但夜间, 神来,在梦中对亚比米勒说:「你是个死人哪!因为你取了那女人来;她原是别人的妻子。」
Doch Abimelech was tot haar niet genaderd; daarom zeide hij: Heere! zult Gij dan ook een rechtvaardig volk doden?
亚比米勒却还没有亲近撒拉;他说:「主啊,连有义的国,你也要毁灭吗?
Heeft hij zelf mij niet gezegd: Zij is mijn zuster? en zij, ook zij heeft gezegd: Hij is mijn broeder. In oprechtheid mijns harten en in reinheid mijner handen, heb ik dit gedaan.
那人岂不是自己对我说『她是我的妹子』吗?就是女人也自己说:『他是我的哥哥。』我作这事是心正手洁的。」
En God zeide tot hem in den droom: Ik heb ook geweten, dat gij dit in oprechtheid uws harten gedaan hebt, en Ik heb u ook belet van tegen Mij te zondigen; daarom heb Ik u niet toegelaten, haar aan te roeren.
 神在梦中对他说:「我知道你作这事是心中正直;我也拦阻了你,免得你得罪我,所以我不容你沾著她。
Zo geef dan nu dezes mans huisvrouw weder; want hij is een profeet, en hij zal voor u bidden, opdat gij leeft; maar zo gij haar niet wedergeeft, weet, dat gij voorzeker sterven zult, gij, en al wat uwes is!
现在你把这人的妻子归还他;因为他是先知,他要为你祷告,使你存活。你若不归还他,你当知道,你和你所有的人都必要死。

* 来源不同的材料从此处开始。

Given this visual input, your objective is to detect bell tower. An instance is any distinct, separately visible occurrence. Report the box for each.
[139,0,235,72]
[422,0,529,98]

」
Toen stond Abimelech des morgens vroeg op, en riep al zijn knechten, en sprak al deze woorden voor hun oren. En die mannen vreesden zeer.
亚比米勒清早起来,召了众臣仆来,将这些事都说给他们听,他们都甚惧怕。
En Abimelech riep Abraham, en zeide tot hem: Wat hebt gij ons gedaan? en wat heb ik tegen u gezondigd, dat gij over mij en over mijn koninkrijk een grote zonde gebracht hebt? gij hebt daden met mij gedaan, die niet zouden gedaan worden.
亚比米勒召了亚伯拉罕来,对他说:「你怎么向我这样行呢?我在什么事上得罪了你,你竟使我和我国里的人陷在大罪里?你向我行不当行的事了!」
Voorts zeide Abimelech tot Abraham: Wat hebt gij gezien, dat gij deze zaak gedaan hebt?
亚比米勒又对亚伯拉罕说:「你见了什么才做这事呢?」
En Abraham zeide: Want ik dacht: alleen is de vreze Gods in deze plaats niet, zodat zij mij om mijner huisvrouw wil zullen doden.
亚伯拉罕说:「我以为这地方的人总不惧怕 神,必为我妻子的缘故杀我。
En ook is zij waarlijk mijn zuster; zij is mijns vaders dochter, maar niet mijner moeder dochter; en zij is mij ter vrouwe geworden.
况且她也实在是我的妹子;她与我是同父异母,后来作了我的妻子。
En het is geschied, als God mij uit mijns vaders huis deed dwalen, zo sprak ik tot haar: Dit zij uw weldadigheid, die gij bij mij doen zult; aan alle plaatsen waar wij komen zullen, zeg van mij: Hij is mijn broeder!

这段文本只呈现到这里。